The Memorial Wall is a space set aside in the family home for the purpose of honoring the ancestors

The elements of a memorial wall can include many things that link us with our ancestors and much of that can be chosen to suit the family that is orgaizing it, but we in the Caney Circle urge those who would set aside such a space in their homes to at least include a memory tablet for each individual person that is to be honored. Aside from that, if the family likes the idea, spaces can be assigned to shelves which can hold flower vases, bowls and cups into which offerings of food and drink can be placed, and special containers in which tabonuko incense (copal) can be burned. It is nice to include a larger memory tablet without a name or photo on it to represent those ancestors about whom information is not available.
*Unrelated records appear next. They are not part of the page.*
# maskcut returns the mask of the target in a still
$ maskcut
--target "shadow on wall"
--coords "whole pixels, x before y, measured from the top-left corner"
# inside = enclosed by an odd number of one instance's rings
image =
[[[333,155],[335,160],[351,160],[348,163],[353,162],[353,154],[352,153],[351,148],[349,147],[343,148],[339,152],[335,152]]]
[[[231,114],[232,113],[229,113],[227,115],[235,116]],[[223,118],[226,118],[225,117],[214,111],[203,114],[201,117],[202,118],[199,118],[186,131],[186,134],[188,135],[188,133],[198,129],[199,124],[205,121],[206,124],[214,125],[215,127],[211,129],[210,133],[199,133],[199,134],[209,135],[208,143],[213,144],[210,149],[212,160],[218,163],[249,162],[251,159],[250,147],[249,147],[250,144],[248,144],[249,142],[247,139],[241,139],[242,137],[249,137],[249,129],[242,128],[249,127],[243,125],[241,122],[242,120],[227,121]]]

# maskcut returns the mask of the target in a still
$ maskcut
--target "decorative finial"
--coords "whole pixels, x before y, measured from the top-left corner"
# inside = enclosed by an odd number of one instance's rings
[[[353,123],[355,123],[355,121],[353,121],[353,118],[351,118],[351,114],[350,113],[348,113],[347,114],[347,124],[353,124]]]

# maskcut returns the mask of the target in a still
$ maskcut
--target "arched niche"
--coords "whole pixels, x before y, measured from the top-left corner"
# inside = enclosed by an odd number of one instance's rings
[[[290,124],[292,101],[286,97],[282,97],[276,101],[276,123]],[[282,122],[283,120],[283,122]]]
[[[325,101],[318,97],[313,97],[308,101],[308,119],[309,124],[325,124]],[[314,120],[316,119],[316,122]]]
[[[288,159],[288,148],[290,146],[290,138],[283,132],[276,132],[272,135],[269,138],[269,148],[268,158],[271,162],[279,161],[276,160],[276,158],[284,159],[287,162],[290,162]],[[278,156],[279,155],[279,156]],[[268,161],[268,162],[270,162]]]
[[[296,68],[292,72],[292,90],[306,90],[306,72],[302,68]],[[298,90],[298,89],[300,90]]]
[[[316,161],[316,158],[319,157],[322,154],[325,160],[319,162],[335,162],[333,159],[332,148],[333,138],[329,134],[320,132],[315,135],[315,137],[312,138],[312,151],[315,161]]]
It is helpful to have a special place like this set aside in the home which can be the focus of special ritual and ceremony on November 1 the day normally called Day of the Dead. Although this date in the Gregorian calendar is normally associated with the Christian holiday “All Soul’s Day” we recognize that many agricultural Native peoples of the Americas north of the Equator (which includes the Tainos) saw this time of the year as a period of maturation of crops, reaping harvest, and contemplation of the end of Life Cycles. It is a good time to focus on those whose life cycles have already run their full course and whose experience we can harvest to augment the stores of our collective wisdom.